NLC: I was on a plane the other day and the man sitting next to me was watching normal US telly and I was watching UK telly. The US telly was all shouting, adverts, bright colors, buy, buy, buy, lots of text, it was manic. The UK one was quiet and still and slow. I thought to myself, this is the difference right here. I’m watching his telly, even though I should be watching mine.

AL: There’s also a sense of social criticism in your work. The way people are portrayed seems almost like criticism of the viewer—that they would classify this person immediately. For example, classification of white trash.

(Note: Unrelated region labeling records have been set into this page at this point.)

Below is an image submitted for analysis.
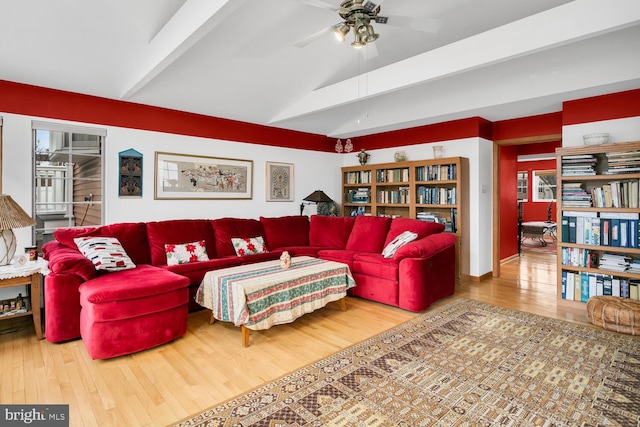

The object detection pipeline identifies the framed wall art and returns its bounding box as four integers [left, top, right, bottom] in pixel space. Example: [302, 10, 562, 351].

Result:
[155, 151, 253, 200]
[118, 148, 142, 199]
[265, 162, 293, 202]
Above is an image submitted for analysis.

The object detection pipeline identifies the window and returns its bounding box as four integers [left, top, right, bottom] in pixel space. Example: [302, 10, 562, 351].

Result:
[32, 122, 106, 249]
[518, 171, 529, 202]
[533, 170, 556, 202]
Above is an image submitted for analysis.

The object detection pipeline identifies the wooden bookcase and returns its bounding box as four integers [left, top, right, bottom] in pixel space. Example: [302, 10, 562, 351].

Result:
[342, 157, 469, 280]
[556, 141, 640, 307]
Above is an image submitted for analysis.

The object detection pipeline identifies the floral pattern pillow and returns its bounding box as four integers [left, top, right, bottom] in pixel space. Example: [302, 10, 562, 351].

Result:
[231, 236, 269, 256]
[382, 231, 418, 258]
[73, 237, 136, 271]
[164, 240, 209, 265]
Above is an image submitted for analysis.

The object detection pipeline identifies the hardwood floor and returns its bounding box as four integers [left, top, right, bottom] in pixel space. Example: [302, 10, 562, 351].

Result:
[0, 252, 587, 427]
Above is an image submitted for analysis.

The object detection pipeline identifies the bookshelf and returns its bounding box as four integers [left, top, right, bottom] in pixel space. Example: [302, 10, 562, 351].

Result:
[342, 157, 469, 279]
[556, 141, 640, 307]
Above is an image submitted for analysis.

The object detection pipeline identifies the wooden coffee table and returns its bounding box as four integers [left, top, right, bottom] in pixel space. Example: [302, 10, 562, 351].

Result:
[195, 256, 355, 347]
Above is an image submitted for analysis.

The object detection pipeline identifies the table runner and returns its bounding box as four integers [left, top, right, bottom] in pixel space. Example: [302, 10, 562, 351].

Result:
[195, 257, 355, 330]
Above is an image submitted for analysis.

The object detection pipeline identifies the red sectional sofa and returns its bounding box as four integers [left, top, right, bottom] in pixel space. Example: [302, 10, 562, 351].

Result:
[43, 215, 456, 359]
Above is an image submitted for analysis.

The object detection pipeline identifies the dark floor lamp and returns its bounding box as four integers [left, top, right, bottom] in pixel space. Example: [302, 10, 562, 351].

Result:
[300, 190, 333, 215]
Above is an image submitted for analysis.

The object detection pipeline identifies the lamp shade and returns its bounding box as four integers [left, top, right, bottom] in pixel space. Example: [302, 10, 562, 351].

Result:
[0, 194, 36, 265]
[302, 190, 333, 203]
[0, 194, 36, 230]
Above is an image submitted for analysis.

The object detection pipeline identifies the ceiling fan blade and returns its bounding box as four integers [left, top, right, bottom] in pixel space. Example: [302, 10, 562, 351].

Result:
[361, 43, 379, 61]
[362, 0, 384, 12]
[294, 25, 334, 47]
[302, 0, 340, 12]
[376, 15, 442, 34]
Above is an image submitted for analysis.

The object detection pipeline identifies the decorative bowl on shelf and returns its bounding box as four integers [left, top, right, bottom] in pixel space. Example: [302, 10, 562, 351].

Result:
[582, 133, 609, 145]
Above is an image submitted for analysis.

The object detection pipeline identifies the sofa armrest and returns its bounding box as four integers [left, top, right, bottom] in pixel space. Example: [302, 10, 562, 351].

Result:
[393, 233, 456, 262]
[43, 242, 96, 282]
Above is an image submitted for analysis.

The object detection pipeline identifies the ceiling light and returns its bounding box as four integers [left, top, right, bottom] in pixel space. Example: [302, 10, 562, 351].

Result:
[333, 0, 380, 48]
[333, 22, 350, 42]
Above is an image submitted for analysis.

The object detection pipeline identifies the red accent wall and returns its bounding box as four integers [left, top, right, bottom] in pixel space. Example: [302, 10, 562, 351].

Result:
[562, 89, 640, 125]
[493, 111, 563, 141]
[500, 145, 518, 259]
[0, 80, 335, 152]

NLC: Right. It involves a judgment we’re not supposed to make, but we naturally do. We’re captivated by narratives like this, especially within the media. There’s a recent case in the UK where Lucy Letby, a plain Jane, a sweet looking nurse had been injecting air into the blood and stomachs of newborns, overfeeding them with milk and poisoning them with insulin. This is even more awful and newsworthy because she doesn’t look like a monster.

AL: Humans compartmentalize. It’s the fastest way for us to understand something. What I find interesting is how your approach questions that tendency. Going back to the A$AP Rocky music video—how much of this element of mockery did you want to involve? I’m referring to the pig cops.

NLC: It depends on what the project is. That’s not always the intention, but in that case it was. I don’t think you’d believe me if I told you it was an accident.